Championship winning streak was broken in 1992 in which ’The Intimidator’ finished only 12th, mainly because mechanical failures. Earnhardt wasn’t discouraged with that result and quickly bounced back. In 1993, Dale won his sixth Winston Cup title after some brilliant performances in the mid-season and at the end, he was 80 points ahead of Rusty Wallace. For the third time in his career, Dale Earnhardt managed to defend his crown. In 1994, his main rival was Mark Martin, but at his home race in North Carolina, a driver of Richard Childress Racing secured the seventh title to equal a record held by Richard Petty.
NASCAR legend - Shoulder to shoulder with Richard Petty
Earnhardt failed in an attempt to become the first driver with eight titles in the stock cars racing but set many records. In 1996, he became the first driver to start in 500 consecutive races while in the following year he became the first driver who earned more than $30 million. But, he was still missing one jewel in his crown – win at Daytona 500. He finished second for three times in his career in one of the most prestigious races and desperately wanted to reach top spot at the podium. He finally did it in 1998 and in the same year Dale finished in Top 10 overall for the 18th time in 20 years.
Earnhardt finds a missing piece of the jigsaw
Earnhardt fulfilled all his dreams with a win at Daytona but continued to race at a very high level. In 1999, he was 7th overall while in 2000 was runner-up. He won only one race that year but drove consistently throughout the whole season. Anyway, that wasn’t enough to overtake Bobby Labonte who won his only title that year.
Tragic death at Daytona
Sadly, on 18th of February 2001, Dale Earnhardt was killed in an accident at Daytona. His car was involved in the last-lap crash with other two cars, then hit the wall and slid out of track. Earnhardt was immediately hospitalized, but doctors couldn’t do anything and soon he died after head injuries. That was a death of which fears almost every racing driver...
During his 27 years long NASCAR career, Dale Earnhardt scored 76 race wins from 676 starts and had 428 Top 10 finishes. He also competed in Busch Series, starting in 136 races over 13 years and scoring 21 victories.

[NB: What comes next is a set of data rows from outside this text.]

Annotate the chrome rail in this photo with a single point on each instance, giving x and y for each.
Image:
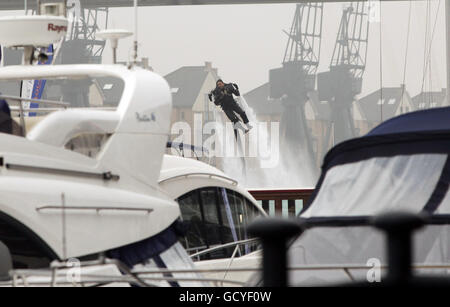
(98, 209)
(233, 182)
(222, 246)
(38, 101)
(22, 277)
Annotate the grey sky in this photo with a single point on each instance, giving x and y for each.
(245, 41)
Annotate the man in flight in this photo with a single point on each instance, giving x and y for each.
(223, 97)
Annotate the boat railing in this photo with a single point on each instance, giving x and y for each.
(236, 244)
(56, 275)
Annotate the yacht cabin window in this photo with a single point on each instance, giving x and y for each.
(214, 216)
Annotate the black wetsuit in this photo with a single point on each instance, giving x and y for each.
(5, 117)
(223, 97)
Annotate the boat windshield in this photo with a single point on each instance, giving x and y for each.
(42, 97)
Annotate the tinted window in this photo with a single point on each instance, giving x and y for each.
(216, 216)
(25, 252)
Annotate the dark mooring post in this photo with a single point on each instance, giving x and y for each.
(274, 234)
(399, 228)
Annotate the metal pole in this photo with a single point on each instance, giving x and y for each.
(447, 41)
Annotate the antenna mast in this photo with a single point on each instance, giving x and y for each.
(135, 32)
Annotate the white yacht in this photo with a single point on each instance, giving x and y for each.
(59, 205)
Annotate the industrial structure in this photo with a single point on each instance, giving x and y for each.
(297, 77)
(343, 81)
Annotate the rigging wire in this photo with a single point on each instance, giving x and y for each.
(381, 69)
(427, 57)
(406, 55)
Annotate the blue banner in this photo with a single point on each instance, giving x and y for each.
(39, 85)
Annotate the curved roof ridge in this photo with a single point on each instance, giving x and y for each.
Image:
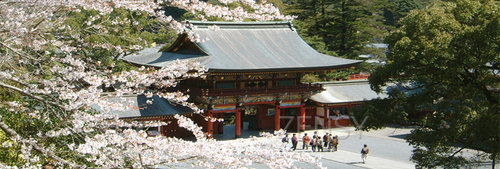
(243, 25)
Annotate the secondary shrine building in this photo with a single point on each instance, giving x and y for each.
(254, 72)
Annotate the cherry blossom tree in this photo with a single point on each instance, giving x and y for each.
(48, 85)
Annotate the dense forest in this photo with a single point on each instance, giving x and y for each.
(343, 28)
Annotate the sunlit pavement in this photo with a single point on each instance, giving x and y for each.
(388, 149)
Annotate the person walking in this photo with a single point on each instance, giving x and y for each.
(295, 141)
(314, 144)
(326, 140)
(285, 140)
(335, 142)
(330, 142)
(319, 144)
(305, 142)
(364, 153)
(315, 134)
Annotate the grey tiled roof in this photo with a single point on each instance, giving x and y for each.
(246, 47)
(346, 92)
(139, 107)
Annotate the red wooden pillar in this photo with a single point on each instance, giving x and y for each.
(238, 123)
(210, 124)
(277, 117)
(326, 117)
(302, 117)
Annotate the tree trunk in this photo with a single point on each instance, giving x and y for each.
(494, 157)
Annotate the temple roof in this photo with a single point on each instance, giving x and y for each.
(140, 108)
(346, 92)
(243, 47)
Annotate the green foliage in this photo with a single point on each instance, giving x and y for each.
(119, 28)
(450, 51)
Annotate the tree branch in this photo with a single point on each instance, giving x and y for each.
(37, 147)
(31, 95)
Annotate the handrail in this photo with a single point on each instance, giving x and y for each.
(232, 92)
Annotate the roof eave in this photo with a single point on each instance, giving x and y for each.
(306, 69)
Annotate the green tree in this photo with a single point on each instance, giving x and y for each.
(450, 54)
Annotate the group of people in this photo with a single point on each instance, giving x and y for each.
(318, 144)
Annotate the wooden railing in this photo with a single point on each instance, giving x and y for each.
(241, 92)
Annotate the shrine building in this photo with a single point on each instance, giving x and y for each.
(254, 72)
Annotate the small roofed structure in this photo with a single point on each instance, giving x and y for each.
(243, 47)
(338, 98)
(254, 72)
(141, 108)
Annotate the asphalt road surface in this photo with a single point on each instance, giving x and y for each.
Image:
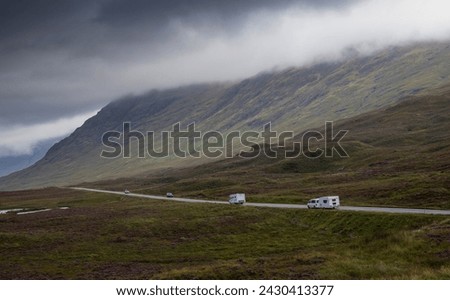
(279, 205)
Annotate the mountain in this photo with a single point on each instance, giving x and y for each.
(294, 99)
(11, 164)
(398, 156)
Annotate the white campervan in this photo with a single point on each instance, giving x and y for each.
(237, 199)
(324, 202)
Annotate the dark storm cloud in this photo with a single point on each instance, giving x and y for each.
(46, 46)
(62, 58)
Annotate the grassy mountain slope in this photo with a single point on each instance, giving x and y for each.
(293, 99)
(398, 156)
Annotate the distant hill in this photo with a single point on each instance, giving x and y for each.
(398, 156)
(293, 99)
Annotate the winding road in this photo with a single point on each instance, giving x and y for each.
(279, 205)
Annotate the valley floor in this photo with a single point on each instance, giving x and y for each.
(116, 237)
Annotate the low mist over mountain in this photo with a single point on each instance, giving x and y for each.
(293, 99)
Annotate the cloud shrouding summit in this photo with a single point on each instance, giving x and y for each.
(65, 58)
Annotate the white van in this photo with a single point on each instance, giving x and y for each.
(324, 202)
(237, 199)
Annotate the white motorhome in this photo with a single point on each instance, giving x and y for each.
(324, 202)
(237, 199)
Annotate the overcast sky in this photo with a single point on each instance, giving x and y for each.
(61, 60)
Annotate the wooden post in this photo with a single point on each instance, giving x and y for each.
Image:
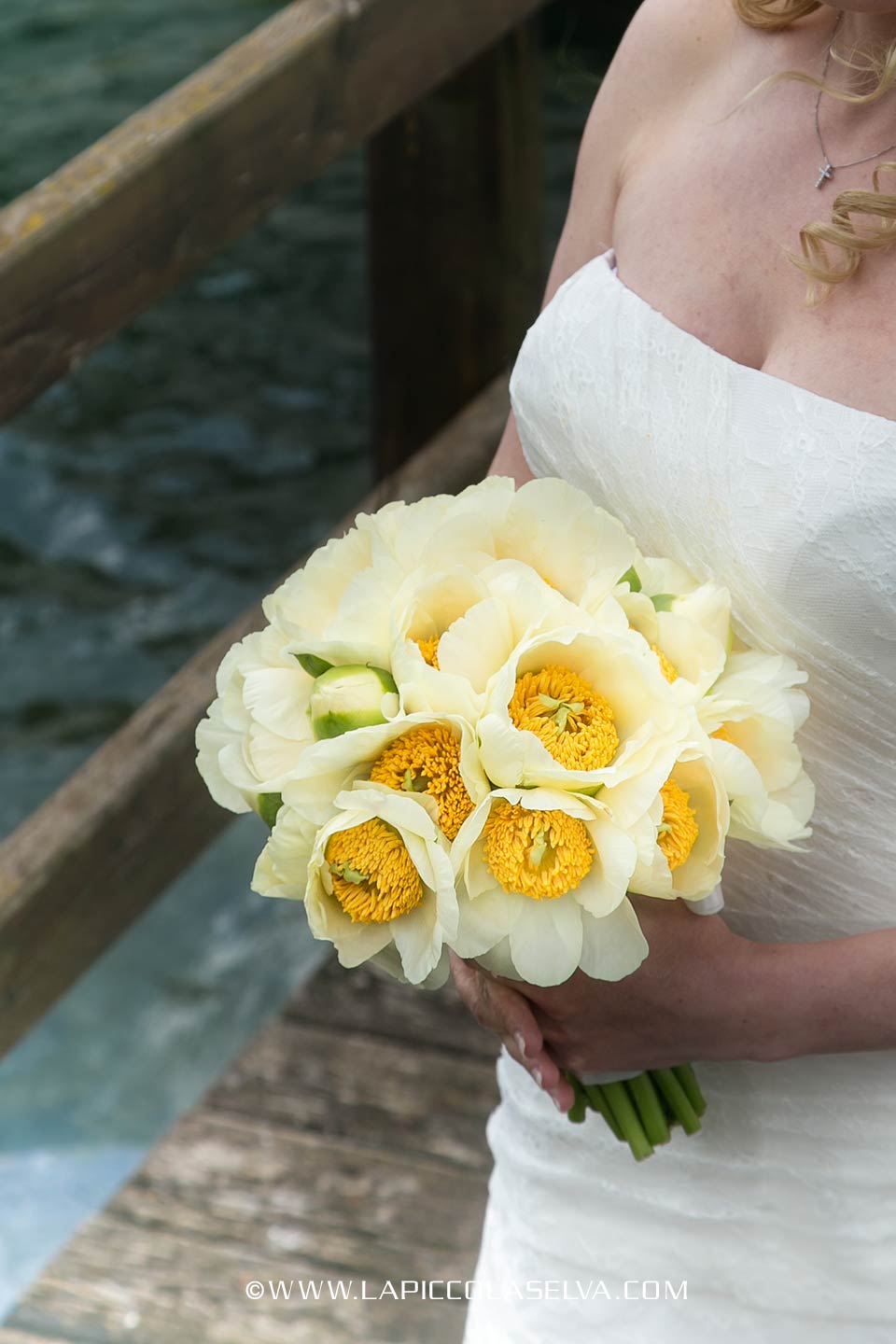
(455, 242)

Video - Dale Earnhardt's final win, 2000 Talladega
For his achievements Dale, Earnhardt got many awards. In 1994, he was awarded the Order of the Long Leaf Pine by the governor of North Carolina while four years later he was named one of the 50 greatest drivers in NASCAR. Ironically, in 2001, he was posthumously voted NASCAR’s most popular driver for the first time. Earnhardt later was inducted into the Motorsports Hall of Fame of America and in the International Motorsports Hall of Fame in 2008.